Lesson video

In progress...

Hello everyone and welcome to today's lesson on sampling.

Thank you for joining me, Mr. Gratton, as we use everything that we've learned about sampling to solve problems and look at sampling in context.

Pause here to familiarise yourself with some of the key words that we'll be using today.

First up, what makes for a good sample? What makes for a sample that gives you insight into the questions your investigation are based around? Well, let's find out.

An investigation asks, "What is your favourite sport?" If these 10 people in your friendship group were asked that question and you got these answers, are you satisfied with your investigation? As Laura says, "You'd get the same three answers over and over again even if you did a bigger sample, right? So what's the point in collecting a bigger sample?" Is Laura correct with her statement?
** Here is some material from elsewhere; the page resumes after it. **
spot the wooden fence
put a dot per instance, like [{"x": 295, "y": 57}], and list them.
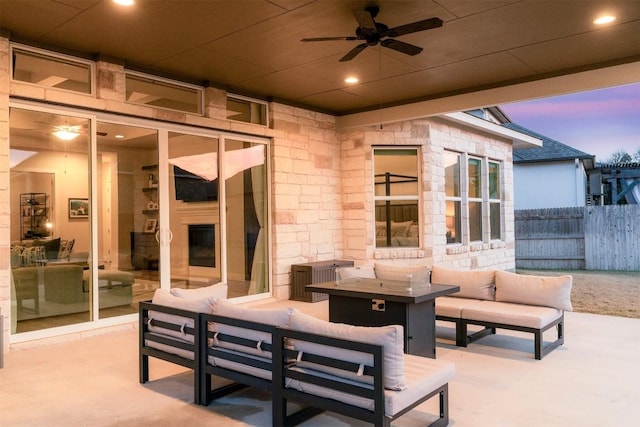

Well, no, not likely.

Different samples of any size are likely to give a different set of results.

This is especially true if a different sample was collected from a different demographic of the population.

For example, asking the same question to pupils in the football team may lead to a higher proportion responding with football.

One other limitation of this sample is it's really small sample size.

It's pretty rare that a sample of 10 people is enough when the population of a whole school could be in the hundreds or even thousands.

The bigger the sample size, the wider the range of responses you are likely to get.

This is because you are more likely to get responses from a larger variety of people within the population, each with different characteristics, thoughts, or interests.

So if you have a bigger sample size, this means your sample is more likely to be representative of the population, which is usually but not always the intention of taking a sample.

And speaking of a variety of people, well, this sample did not have much variety at all.

People within a friendship group are more likely to have similar interests.

Therefore, this sample isn't really helpful in getting the opinions from everyone at school where different friendship groups may have different interests to this one.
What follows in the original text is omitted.